IWC parameter derivation survey
Source corpus: 120 cleaned gxformat2 workflows under $IWC_FORMAT2/, materialized in workflow-fixtures/iwc-format2/ from pinned IWC commit deafc4876f2c778aaf075e48bd8e95f3604ccc92. Counts below are parsed step counts over top-level and embedded subworkflow steps, excluding trailing unique_tools summaries. Citations use $IWC_FORMAT2/path:line.

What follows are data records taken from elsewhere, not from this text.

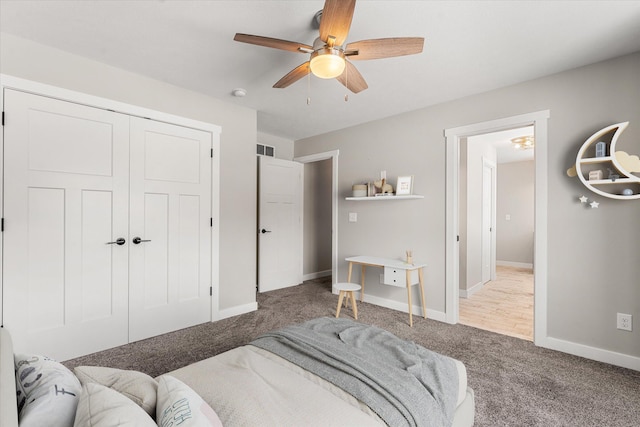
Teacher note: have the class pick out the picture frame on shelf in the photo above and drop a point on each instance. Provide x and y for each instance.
(404, 186)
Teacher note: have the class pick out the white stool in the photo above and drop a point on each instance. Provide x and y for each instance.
(347, 289)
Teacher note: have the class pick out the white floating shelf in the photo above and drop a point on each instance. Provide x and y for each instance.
(412, 196)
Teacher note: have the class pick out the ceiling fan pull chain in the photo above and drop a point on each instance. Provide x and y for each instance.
(346, 84)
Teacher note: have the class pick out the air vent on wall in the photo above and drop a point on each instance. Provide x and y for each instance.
(266, 150)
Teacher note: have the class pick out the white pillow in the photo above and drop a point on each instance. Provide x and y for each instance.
(179, 405)
(101, 406)
(47, 392)
(137, 386)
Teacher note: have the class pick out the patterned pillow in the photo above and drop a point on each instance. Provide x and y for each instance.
(137, 386)
(101, 406)
(179, 405)
(47, 392)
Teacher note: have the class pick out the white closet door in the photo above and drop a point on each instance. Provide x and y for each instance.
(170, 273)
(66, 197)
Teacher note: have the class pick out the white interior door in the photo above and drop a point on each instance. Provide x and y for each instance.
(66, 198)
(170, 269)
(280, 223)
(488, 232)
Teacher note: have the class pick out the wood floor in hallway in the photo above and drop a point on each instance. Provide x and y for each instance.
(504, 306)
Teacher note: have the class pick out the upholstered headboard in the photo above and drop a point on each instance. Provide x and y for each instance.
(8, 402)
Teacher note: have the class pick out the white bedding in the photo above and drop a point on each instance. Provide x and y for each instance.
(249, 386)
(274, 391)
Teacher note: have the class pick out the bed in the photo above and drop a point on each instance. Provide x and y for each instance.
(324, 372)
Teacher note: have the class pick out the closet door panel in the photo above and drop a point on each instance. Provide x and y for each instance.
(170, 204)
(66, 197)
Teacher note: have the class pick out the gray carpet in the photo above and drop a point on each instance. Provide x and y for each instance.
(515, 383)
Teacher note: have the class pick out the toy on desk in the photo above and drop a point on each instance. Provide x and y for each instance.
(410, 257)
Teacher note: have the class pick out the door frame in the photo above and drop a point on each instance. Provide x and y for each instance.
(333, 155)
(264, 161)
(452, 140)
(10, 82)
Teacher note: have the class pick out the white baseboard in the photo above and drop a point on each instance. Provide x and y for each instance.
(466, 293)
(316, 275)
(593, 353)
(400, 306)
(236, 311)
(515, 264)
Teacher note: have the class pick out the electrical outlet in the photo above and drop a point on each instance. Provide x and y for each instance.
(625, 322)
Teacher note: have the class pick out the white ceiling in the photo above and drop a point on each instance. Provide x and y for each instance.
(470, 47)
(505, 151)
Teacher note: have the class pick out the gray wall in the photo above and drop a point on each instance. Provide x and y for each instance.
(283, 146)
(24, 59)
(317, 217)
(590, 276)
(514, 237)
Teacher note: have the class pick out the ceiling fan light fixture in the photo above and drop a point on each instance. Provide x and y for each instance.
(327, 63)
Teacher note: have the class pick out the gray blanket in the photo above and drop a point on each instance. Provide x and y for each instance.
(404, 383)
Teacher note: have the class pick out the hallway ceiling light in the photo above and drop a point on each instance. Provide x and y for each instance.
(523, 142)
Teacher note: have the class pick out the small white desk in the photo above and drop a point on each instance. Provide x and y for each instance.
(396, 273)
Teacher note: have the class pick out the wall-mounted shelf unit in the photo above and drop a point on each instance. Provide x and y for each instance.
(587, 161)
(379, 198)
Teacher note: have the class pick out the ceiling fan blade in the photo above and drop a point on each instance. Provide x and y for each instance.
(336, 20)
(294, 75)
(384, 48)
(274, 43)
(352, 79)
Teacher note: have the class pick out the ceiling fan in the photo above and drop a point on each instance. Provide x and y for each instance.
(330, 57)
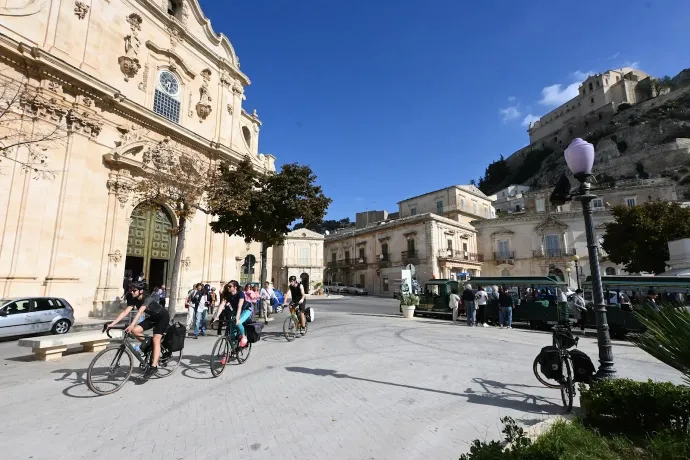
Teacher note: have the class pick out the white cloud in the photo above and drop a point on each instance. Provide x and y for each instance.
(510, 113)
(529, 119)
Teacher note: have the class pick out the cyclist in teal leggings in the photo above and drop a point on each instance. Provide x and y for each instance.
(233, 297)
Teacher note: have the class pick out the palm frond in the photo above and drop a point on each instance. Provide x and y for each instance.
(667, 337)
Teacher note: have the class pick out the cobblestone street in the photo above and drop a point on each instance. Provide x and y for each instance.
(363, 384)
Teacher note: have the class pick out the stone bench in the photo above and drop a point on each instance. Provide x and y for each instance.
(50, 348)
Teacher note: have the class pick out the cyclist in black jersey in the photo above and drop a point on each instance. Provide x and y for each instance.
(298, 297)
(157, 317)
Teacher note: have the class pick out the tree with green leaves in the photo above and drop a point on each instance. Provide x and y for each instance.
(638, 237)
(262, 207)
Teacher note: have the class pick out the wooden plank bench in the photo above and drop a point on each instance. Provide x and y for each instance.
(50, 348)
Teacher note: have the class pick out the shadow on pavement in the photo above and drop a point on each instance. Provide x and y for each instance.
(506, 395)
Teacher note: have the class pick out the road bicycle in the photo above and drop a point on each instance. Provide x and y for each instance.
(227, 347)
(291, 325)
(562, 339)
(111, 368)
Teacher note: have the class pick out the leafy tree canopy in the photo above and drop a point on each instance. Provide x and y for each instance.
(262, 207)
(638, 237)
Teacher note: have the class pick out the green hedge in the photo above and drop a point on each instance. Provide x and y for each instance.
(635, 408)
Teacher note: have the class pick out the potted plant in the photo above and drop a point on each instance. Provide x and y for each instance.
(408, 302)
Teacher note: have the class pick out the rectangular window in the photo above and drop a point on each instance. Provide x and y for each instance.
(303, 256)
(166, 105)
(540, 205)
(552, 245)
(503, 249)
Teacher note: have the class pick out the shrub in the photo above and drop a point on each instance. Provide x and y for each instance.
(635, 408)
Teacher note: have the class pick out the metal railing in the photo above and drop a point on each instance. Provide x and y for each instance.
(553, 253)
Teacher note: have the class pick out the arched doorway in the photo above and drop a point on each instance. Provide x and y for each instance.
(304, 278)
(149, 245)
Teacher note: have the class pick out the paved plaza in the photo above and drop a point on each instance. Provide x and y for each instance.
(363, 384)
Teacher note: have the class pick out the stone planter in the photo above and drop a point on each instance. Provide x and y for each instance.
(408, 311)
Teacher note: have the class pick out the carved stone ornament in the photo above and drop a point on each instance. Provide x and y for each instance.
(129, 63)
(203, 107)
(80, 9)
(115, 257)
(144, 78)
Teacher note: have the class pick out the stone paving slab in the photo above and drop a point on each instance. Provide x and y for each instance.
(364, 384)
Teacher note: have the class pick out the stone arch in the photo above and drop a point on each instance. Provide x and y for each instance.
(150, 243)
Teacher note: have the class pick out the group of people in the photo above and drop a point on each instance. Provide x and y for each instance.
(235, 305)
(480, 300)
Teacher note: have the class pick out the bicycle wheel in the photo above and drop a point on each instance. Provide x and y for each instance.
(220, 356)
(290, 328)
(167, 364)
(109, 370)
(543, 380)
(567, 386)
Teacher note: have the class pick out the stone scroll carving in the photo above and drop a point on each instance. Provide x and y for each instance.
(81, 9)
(203, 107)
(129, 63)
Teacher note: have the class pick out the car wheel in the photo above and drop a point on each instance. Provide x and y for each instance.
(61, 327)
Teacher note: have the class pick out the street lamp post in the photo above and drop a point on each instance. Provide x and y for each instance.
(580, 158)
(576, 259)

Scope: workflow steps that derive a Galaxy runtime parameter from upstream data, metadata, or a small intermediate file. This is the shim layer between ordinary data transforms and tools whose inputs are typed as integer_param, float_param, text_param, boolean_param, or connected expression strings.
Out of scope:
- Pure row/column transformations whose output remains a dataset; covered by iwc-tabular-operations-survey.
- Pure collection structure work; covered by iwc-transformations-survey.
- Conditional graph topology after a boolean already exists; covered by iwc-conditionals-survey.
1. Tool inventory
| Tool / family | Parsed steps | Workflow files | Main role |
|---|---|---|---|
compose_text_param | 63 | 30 | Build connected text expressions, filters, labels, command fragments, and region strings |
param_value_from_file | 50 | 26 | Read a scalar from a dataset into a typed runtime parameter |
map_param_value | 26 | 14 | Map booleans/enums/text/integer values into booleans, tool flags, enum codes, or generated snippets |
pick_value | 49 | 16 | Choose first present value or provide defaults; adjacent but usually conditional/defaulting rather than derivation |
column_maker / Add_a_column1 | 20 | 13 | Compute values in tabular-land; only a parameter-derivation shim when immediately followed by param_value_from_file |
collection_element_identifiers | 18 | 12 | Expose collection metadata as lines; feeds counts, relabels, filters, or other collection recipes |
wc_gnu | 8 | 5 | Count lines or characters when its output is later consumed as a parameter |
The grep surface is larger because unique_tools repeats tool IDs and some surveys count those summaries. The parsed count above is better for authored step shapes.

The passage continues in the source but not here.